The efforts of the governments of the neighbouring countries of Cameroon, Chad and Niger also has far-reaching implications on the success or otherwise of the fight against Boko Haram. As an instance, the Cameroonian government has been accused of succumbing to the Boko Haram sect by releasing prisoners and paying huge sum of money in exchange for hostages kidnapped by Boko Haram. In July 2014, Boko Haram kidnapped the wife of the Vice President of Cameroon, Amadou Ali, as well as his sister-in-law, from his house.
Nigeria’s porous borders have also weakened the country’s battle against the insurgent group. The border Nigeria shares with Niger, Chad and Cameroon which is over 2, 000 miles long has about 1, 500 illegal/uncontrolled exit points. This has made transit quite easy for the Boko haram group and the tracking down of the terrorists an enormous challenge for Nigeria’s security operatives.
Inspite of these challenges however, it is not all hopeless. We must continue to support the Nigerian military in whatever capacity to ensure victory against these daredevil insurgents. The change of baton in the hierarchy of the armed forces also offers a glimmer of hope as these new officers are not unfamiliar with the fight against insurgency as well as the territory of the north-east. This is a major plus which if maximally exploited will contribute in no small measure to Nigeria’s victory over the Boko Harm sect. As an indication of the reinvigoration of the army in the fight against insurgency, it has been revealed that the new Chief of Army Staff, Maj. Gen. Turkur Buratai, has established a special force with the requisite skills needed to navigate the expansive North-East region of Nigeria, to complement the ground troops in the fight against terrorism. Cheering is also the news that the revitalized Multi-National Joint Task Force (MNJTF) which was headed by Maj. Gen. Burutai prior to his appointment as Nigeria’s Chief of Army Staff and its headquarters located in N’Djamena, Chad, is set for action.

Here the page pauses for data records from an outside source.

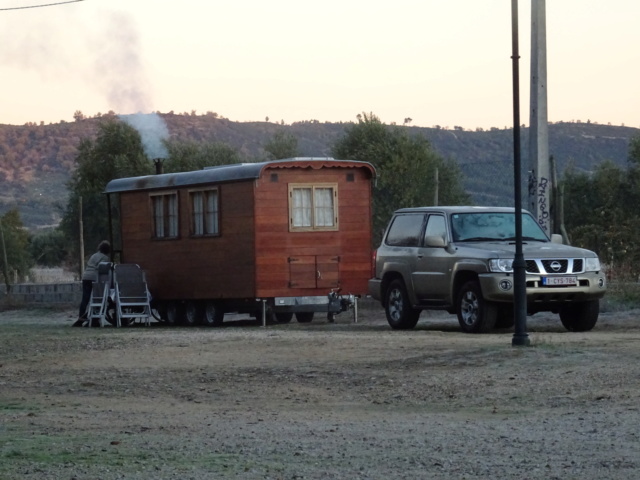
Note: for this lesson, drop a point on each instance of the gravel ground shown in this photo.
(317, 401)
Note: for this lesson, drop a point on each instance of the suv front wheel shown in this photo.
(475, 314)
(400, 314)
(580, 316)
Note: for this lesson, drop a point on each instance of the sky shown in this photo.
(437, 62)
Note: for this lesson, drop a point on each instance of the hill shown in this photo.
(37, 160)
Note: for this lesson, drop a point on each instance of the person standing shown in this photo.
(89, 276)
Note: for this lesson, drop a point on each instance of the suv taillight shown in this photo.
(374, 257)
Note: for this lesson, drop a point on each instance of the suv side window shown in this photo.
(436, 226)
(405, 231)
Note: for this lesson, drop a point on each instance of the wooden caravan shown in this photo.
(284, 236)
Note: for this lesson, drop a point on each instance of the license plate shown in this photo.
(559, 281)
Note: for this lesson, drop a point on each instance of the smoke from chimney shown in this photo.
(153, 130)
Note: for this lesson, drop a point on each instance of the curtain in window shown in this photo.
(301, 211)
(172, 210)
(323, 201)
(158, 216)
(211, 219)
(198, 207)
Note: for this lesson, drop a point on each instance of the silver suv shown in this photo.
(459, 259)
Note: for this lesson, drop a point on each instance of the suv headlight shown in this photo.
(503, 265)
(592, 264)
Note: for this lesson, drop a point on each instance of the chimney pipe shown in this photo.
(158, 162)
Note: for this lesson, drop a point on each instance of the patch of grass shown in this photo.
(134, 455)
(621, 296)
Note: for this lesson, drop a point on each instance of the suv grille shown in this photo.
(555, 265)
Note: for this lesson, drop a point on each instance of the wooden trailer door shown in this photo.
(314, 271)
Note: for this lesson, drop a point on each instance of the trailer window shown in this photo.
(165, 215)
(204, 212)
(313, 207)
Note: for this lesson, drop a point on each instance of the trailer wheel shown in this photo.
(284, 317)
(213, 315)
(194, 312)
(304, 317)
(175, 313)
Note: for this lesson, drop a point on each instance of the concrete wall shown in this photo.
(54, 293)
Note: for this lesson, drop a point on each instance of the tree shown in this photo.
(14, 246)
(405, 165)
(282, 145)
(116, 152)
(602, 214)
(187, 156)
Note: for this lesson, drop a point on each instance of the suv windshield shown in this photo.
(487, 226)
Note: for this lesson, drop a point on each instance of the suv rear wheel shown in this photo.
(580, 316)
(475, 315)
(400, 314)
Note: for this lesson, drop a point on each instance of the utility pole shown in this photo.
(520, 337)
(540, 180)
(81, 236)
(5, 264)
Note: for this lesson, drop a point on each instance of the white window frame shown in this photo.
(205, 215)
(313, 207)
(165, 215)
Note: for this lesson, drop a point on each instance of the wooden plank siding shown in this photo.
(194, 267)
(276, 275)
(255, 255)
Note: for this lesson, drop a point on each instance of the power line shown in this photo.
(40, 6)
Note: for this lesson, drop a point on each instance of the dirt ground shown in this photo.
(317, 401)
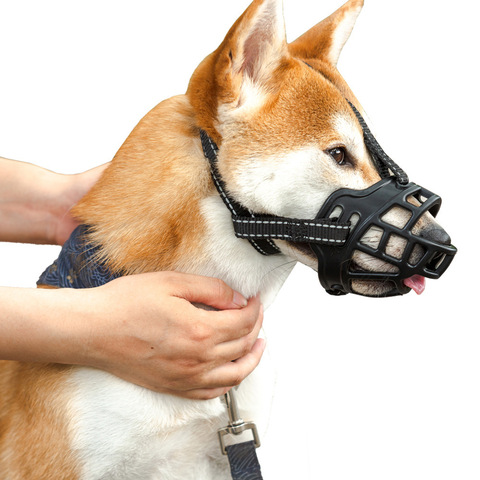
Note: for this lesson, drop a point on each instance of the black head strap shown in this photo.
(383, 162)
(260, 229)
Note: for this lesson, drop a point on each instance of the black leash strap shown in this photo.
(242, 457)
(244, 462)
(260, 229)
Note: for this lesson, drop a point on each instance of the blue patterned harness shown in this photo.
(78, 265)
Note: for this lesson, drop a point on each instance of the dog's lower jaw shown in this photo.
(235, 261)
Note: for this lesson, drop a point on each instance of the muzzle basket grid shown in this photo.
(337, 238)
(367, 210)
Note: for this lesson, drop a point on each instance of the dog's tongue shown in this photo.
(416, 283)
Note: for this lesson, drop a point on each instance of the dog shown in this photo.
(287, 139)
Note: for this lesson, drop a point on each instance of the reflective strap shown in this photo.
(384, 162)
(307, 231)
(243, 461)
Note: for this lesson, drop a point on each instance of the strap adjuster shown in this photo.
(236, 425)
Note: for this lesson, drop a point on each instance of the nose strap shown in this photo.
(260, 230)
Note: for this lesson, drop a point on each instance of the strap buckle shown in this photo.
(236, 425)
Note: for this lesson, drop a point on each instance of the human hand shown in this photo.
(148, 332)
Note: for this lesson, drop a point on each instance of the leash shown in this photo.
(78, 266)
(242, 457)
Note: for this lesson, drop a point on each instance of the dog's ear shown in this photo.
(256, 43)
(235, 73)
(326, 39)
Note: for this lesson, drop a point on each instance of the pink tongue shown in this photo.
(416, 283)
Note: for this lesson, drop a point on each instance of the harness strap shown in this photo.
(260, 229)
(243, 461)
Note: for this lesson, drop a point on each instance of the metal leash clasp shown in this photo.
(236, 424)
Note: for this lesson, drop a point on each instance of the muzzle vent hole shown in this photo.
(436, 261)
(336, 213)
(397, 216)
(354, 220)
(396, 246)
(372, 237)
(417, 254)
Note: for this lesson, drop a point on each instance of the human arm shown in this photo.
(161, 341)
(35, 202)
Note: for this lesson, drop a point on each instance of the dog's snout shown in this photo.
(436, 234)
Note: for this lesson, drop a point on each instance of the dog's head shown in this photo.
(288, 137)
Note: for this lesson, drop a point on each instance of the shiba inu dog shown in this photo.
(280, 122)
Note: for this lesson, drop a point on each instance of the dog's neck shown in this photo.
(156, 208)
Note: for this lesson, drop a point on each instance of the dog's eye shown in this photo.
(339, 154)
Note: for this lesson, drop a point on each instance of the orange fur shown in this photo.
(34, 430)
(145, 210)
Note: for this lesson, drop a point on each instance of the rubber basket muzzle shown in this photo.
(367, 211)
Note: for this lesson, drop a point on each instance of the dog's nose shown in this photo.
(436, 234)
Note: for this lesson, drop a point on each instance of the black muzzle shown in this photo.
(353, 224)
(384, 223)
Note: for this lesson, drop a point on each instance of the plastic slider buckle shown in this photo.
(236, 424)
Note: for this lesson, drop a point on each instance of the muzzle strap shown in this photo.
(384, 163)
(260, 229)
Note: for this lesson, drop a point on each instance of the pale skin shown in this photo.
(155, 338)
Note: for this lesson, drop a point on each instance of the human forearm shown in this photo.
(35, 202)
(42, 325)
(142, 328)
(25, 215)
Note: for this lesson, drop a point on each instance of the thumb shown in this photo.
(209, 291)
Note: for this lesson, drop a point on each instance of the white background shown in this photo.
(377, 389)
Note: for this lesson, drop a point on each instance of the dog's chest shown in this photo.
(124, 432)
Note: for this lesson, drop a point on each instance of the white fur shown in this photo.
(125, 432)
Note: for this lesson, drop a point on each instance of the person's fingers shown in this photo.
(207, 291)
(231, 325)
(233, 373)
(239, 346)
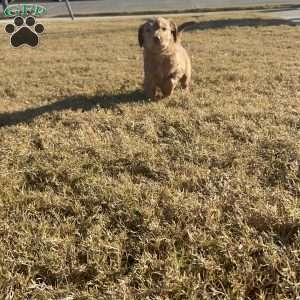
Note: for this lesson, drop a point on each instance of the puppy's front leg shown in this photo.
(169, 85)
(150, 88)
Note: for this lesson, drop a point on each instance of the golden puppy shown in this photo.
(166, 62)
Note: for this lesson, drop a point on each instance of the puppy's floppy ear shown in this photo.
(174, 30)
(141, 35)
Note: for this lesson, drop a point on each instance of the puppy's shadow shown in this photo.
(80, 102)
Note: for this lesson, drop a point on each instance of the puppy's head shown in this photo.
(157, 34)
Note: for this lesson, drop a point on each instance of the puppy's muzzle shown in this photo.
(156, 40)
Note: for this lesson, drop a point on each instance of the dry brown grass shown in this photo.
(107, 196)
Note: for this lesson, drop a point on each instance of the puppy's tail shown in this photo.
(183, 27)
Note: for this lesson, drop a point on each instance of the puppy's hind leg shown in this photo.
(185, 82)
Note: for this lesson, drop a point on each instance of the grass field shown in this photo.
(105, 195)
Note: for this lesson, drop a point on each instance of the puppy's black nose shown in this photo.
(156, 39)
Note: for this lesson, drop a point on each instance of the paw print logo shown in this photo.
(24, 32)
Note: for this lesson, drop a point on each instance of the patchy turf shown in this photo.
(105, 195)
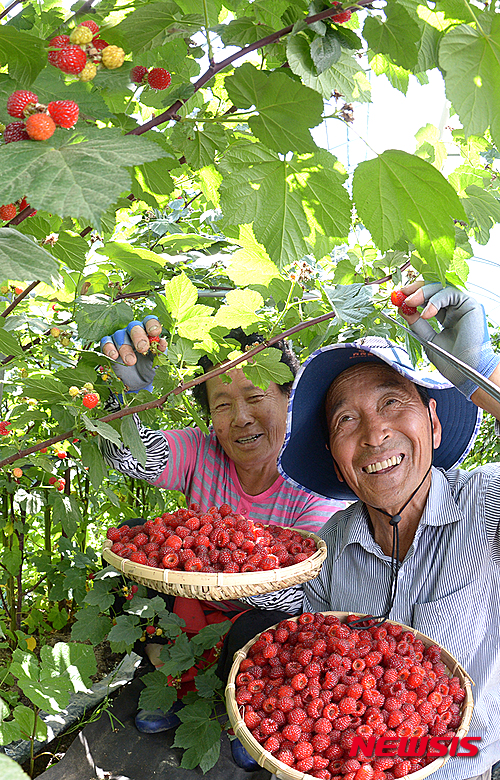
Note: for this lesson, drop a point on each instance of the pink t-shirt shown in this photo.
(198, 467)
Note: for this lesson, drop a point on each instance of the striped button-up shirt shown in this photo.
(448, 588)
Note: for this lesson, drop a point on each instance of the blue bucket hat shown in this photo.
(306, 462)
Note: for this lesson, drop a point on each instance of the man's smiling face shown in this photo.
(380, 434)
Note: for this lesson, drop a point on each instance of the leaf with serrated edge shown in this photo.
(470, 58)
(22, 258)
(399, 194)
(51, 174)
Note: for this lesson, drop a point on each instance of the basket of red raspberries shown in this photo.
(313, 697)
(214, 555)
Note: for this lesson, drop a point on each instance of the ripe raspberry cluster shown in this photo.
(215, 541)
(398, 298)
(10, 210)
(157, 78)
(82, 52)
(310, 686)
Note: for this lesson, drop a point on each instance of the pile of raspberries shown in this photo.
(309, 687)
(218, 540)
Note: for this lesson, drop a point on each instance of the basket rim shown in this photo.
(217, 579)
(268, 761)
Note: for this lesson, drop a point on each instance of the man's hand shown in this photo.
(129, 347)
(464, 331)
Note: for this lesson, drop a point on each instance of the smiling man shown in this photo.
(421, 544)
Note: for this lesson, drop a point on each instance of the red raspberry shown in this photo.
(138, 73)
(93, 27)
(15, 131)
(8, 212)
(64, 112)
(158, 78)
(89, 400)
(71, 59)
(40, 127)
(139, 557)
(19, 100)
(408, 310)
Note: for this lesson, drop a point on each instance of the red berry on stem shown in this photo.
(71, 59)
(40, 127)
(158, 78)
(64, 112)
(8, 212)
(15, 131)
(138, 73)
(18, 101)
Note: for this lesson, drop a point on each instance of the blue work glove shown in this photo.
(140, 375)
(464, 333)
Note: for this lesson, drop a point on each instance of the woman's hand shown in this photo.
(130, 348)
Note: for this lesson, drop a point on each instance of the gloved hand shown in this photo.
(464, 331)
(129, 347)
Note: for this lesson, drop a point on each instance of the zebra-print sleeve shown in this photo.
(288, 600)
(121, 459)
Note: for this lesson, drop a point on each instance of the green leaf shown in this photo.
(93, 460)
(157, 692)
(199, 734)
(22, 258)
(71, 661)
(266, 367)
(180, 296)
(132, 440)
(286, 108)
(345, 76)
(289, 202)
(352, 302)
(125, 632)
(71, 249)
(178, 657)
(103, 429)
(67, 512)
(325, 50)
(149, 25)
(25, 55)
(398, 36)
(483, 212)
(49, 173)
(90, 625)
(96, 318)
(470, 58)
(399, 194)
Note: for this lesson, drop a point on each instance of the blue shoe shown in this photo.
(154, 721)
(242, 758)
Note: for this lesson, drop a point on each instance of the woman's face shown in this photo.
(249, 422)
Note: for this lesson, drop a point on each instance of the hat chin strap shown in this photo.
(395, 564)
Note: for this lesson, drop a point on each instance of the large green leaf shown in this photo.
(398, 36)
(289, 202)
(286, 109)
(470, 58)
(399, 194)
(151, 24)
(71, 174)
(345, 76)
(21, 258)
(96, 318)
(24, 54)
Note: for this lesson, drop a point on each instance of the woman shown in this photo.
(235, 463)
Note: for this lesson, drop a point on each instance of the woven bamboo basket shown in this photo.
(284, 772)
(219, 586)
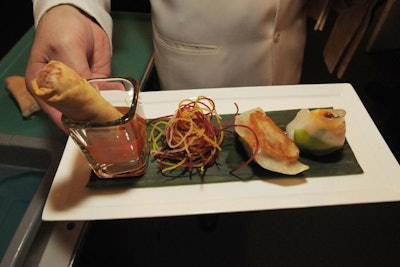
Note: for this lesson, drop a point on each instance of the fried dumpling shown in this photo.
(275, 151)
(318, 132)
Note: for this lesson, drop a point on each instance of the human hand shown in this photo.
(66, 34)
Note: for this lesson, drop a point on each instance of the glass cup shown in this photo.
(118, 148)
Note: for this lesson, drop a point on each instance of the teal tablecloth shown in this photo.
(132, 49)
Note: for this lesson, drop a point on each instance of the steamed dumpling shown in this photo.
(318, 132)
(276, 152)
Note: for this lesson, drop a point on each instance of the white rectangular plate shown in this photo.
(70, 199)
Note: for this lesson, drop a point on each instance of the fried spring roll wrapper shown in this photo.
(64, 89)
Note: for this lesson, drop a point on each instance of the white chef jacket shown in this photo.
(217, 43)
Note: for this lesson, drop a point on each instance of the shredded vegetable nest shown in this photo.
(191, 138)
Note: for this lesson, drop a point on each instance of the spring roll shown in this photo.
(64, 89)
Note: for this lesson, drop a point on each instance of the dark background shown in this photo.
(347, 235)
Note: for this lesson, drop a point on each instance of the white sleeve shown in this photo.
(98, 9)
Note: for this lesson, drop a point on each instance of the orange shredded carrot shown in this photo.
(191, 138)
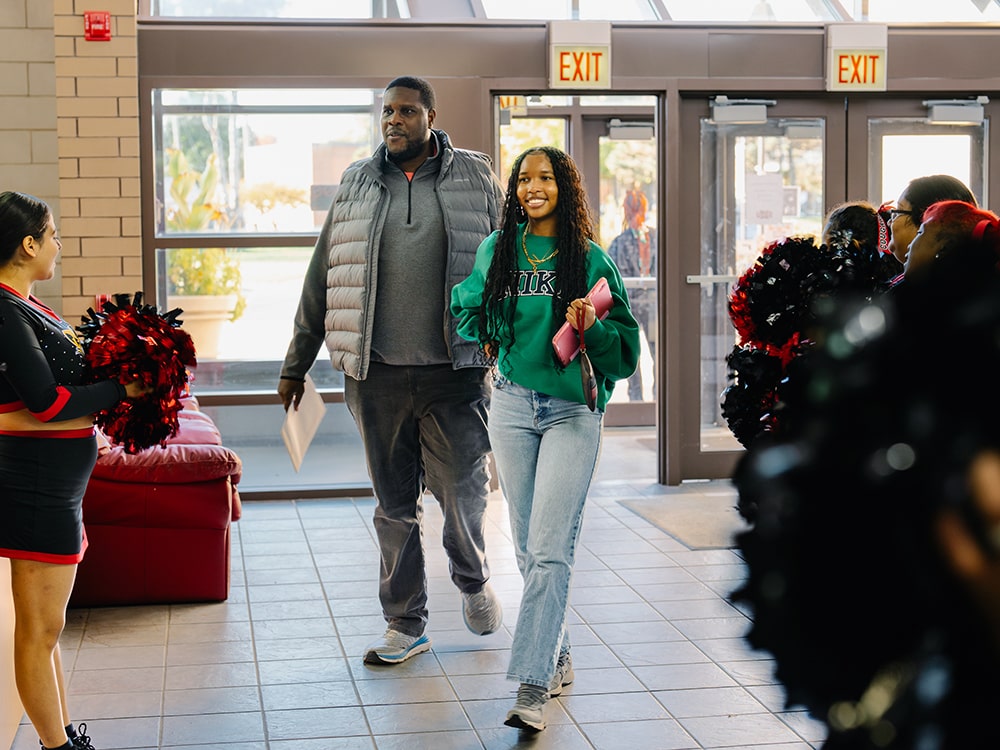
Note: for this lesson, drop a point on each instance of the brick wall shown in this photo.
(97, 116)
(28, 150)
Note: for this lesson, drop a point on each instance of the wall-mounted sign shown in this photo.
(580, 54)
(97, 25)
(856, 57)
(516, 106)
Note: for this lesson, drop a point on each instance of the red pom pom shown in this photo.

Beyond these however, getting the fight against Boko Haram by the government must include conscious efforts aimed at reducing poverty in the country, addressing the al-majiri scenario in the northern part of the country, halt the growing unemployment level in the country, among others. All these are long term efforts geared towards the avoidance of a resurgence of insurgent groups such as Boko Haram as “an idle hand is the devil’s workshop”. Similarly, neighbouring countries must also take the war against Boko Haram to the next level, in order to complement Nigeria’s effort in the fight against terrorism.
On the whole, I am ‘optimistically optimistic’ the days of Boko haram are clearly numbered.
A budding socio-political communicator writes from Lagos.